Allan Rand at CHAUFFEUR Gallery / Sydney

Allan Rand
Arthur Phillip puts his head down, Barangaroo 1788

July 2 – August 1, 2020 

CHAUFFEUR
1/222 Liverpool Street Darlinghurst
Sydney 


Images courtesy the artist and Chauffer Gallery

Standing outside the Brewarrina Aboriginal Cultural Museum chatting with Elder Brad Steadman through the fence Allan is given some valuable advice: ‘start turning straight lines into circles’. 
Allan Rand’s new solo exhibition ‘Arthur Phillip puts his head down, Barangaroo 1788’ (which occurred before his trip to Brewarrina) creates a space for the capitulation of preconception. The gentle presentation of the works unframed on white walls calls attention to the materiality of the paintings and invites us to take a yielding approach to our own perception. There is no hurry to meet the paintings, positioned as they are towards the edges of the space, in fact the works prompt a slow meditative response. 
This approach is denoted in the title work which presents us with an ambiguous figure. This figure, presumably Phillip, is on his knees, head down in a position of calm deference to an embracing landscape. The calmness of this painting is subtle camouflage for what is a re-imagining of Australia’s history. Positioning the leader of the colonial invasion in such a position of radical humbleness raises questions. Is Phillip unwell? Is he throwing up? Has he somehow, in a temporal contortion, seen a vision of the Crown Casino erected at Barangaroo and been sickened? Or – more hopeful – has he suddenly realised the sacredness of Country? Has he suddenly recognised the deep wisdom and knowledge of Aboriginal peoples – the Eora people, the Dharug people, the Gamaraigal people? Is this self-sacrifice?
 Is his head on the chopping block? 
This decapitation opens a wound; it releases blood; paint bleeds through the paper. 
Paper and watercolour make up a significant portion of the works in the exhibition and a second room reveals a collection of watercolour  landscapes.
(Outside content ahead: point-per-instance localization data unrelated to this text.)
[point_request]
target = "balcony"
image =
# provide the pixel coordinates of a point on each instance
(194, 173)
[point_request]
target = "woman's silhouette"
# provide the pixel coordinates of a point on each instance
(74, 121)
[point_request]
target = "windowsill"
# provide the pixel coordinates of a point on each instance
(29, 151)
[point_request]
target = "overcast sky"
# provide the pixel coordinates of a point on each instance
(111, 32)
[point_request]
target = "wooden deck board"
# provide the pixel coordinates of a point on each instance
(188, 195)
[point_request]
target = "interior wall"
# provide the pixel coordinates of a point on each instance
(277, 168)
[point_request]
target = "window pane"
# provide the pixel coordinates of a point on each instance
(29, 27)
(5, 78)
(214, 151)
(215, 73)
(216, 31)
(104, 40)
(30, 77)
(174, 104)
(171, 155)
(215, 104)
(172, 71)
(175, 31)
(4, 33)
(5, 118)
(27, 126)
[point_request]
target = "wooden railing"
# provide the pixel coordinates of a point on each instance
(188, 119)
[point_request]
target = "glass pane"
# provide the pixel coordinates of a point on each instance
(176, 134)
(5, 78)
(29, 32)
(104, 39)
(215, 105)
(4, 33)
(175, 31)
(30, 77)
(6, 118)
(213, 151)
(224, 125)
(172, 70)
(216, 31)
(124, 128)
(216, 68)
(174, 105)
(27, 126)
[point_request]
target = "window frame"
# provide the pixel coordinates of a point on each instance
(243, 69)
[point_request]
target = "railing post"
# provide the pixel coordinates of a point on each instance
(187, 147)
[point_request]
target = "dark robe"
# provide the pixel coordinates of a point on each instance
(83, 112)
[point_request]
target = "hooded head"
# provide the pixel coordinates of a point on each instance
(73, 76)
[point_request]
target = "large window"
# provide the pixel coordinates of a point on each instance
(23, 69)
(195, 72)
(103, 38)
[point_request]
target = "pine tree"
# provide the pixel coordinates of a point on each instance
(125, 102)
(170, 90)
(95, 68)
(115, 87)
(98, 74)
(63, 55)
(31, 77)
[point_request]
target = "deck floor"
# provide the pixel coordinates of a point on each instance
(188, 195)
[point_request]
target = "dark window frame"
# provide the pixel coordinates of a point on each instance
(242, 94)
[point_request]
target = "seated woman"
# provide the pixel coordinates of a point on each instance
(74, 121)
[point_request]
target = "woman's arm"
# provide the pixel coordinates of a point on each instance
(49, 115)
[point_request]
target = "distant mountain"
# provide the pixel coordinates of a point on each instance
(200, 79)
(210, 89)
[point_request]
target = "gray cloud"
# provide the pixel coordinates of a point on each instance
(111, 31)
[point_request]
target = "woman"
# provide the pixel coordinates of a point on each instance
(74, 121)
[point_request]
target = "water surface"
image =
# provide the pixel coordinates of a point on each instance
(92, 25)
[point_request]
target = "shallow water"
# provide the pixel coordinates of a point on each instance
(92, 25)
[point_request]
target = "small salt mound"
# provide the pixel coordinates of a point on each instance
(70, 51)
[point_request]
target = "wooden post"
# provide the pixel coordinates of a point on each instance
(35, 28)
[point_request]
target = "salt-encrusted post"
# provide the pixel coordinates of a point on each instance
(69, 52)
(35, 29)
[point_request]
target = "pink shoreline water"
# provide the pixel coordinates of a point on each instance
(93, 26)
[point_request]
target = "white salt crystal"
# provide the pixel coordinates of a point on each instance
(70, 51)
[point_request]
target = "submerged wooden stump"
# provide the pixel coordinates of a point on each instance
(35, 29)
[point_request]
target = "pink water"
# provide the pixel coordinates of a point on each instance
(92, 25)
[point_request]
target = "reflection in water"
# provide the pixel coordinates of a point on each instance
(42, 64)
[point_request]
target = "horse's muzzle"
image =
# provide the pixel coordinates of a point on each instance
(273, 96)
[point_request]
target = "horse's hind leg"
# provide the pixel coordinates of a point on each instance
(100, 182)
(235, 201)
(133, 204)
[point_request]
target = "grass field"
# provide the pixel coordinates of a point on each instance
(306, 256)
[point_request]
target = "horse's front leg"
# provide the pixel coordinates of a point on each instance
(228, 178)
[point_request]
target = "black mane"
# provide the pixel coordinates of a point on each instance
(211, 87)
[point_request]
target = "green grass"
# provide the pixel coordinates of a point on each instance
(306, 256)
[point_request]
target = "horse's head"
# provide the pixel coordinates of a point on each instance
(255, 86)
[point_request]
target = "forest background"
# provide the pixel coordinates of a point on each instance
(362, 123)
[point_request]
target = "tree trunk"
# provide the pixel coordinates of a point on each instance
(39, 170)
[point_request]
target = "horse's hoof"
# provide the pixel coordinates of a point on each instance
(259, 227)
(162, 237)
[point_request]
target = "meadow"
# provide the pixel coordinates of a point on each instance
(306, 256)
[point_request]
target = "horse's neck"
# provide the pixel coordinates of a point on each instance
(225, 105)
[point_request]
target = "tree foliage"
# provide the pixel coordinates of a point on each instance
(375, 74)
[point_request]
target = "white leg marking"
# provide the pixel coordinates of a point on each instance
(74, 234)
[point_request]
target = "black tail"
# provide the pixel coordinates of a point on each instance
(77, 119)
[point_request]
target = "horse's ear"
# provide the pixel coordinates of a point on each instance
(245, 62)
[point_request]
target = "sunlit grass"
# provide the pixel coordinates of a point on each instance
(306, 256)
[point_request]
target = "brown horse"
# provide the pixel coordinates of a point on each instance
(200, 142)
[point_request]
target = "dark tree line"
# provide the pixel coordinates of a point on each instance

Of these watercolours Rand has said he approached the material and the subject with a ‘beginner’s mind’. Unable to leave his studio and explore Australia Rand has allowed the material to reveal landscapes untethered from the linear. The exhibition stands as a liminal space for a fresh  approach in which ways of seeing and experiencing both within and without, before and after, together, are encouraged.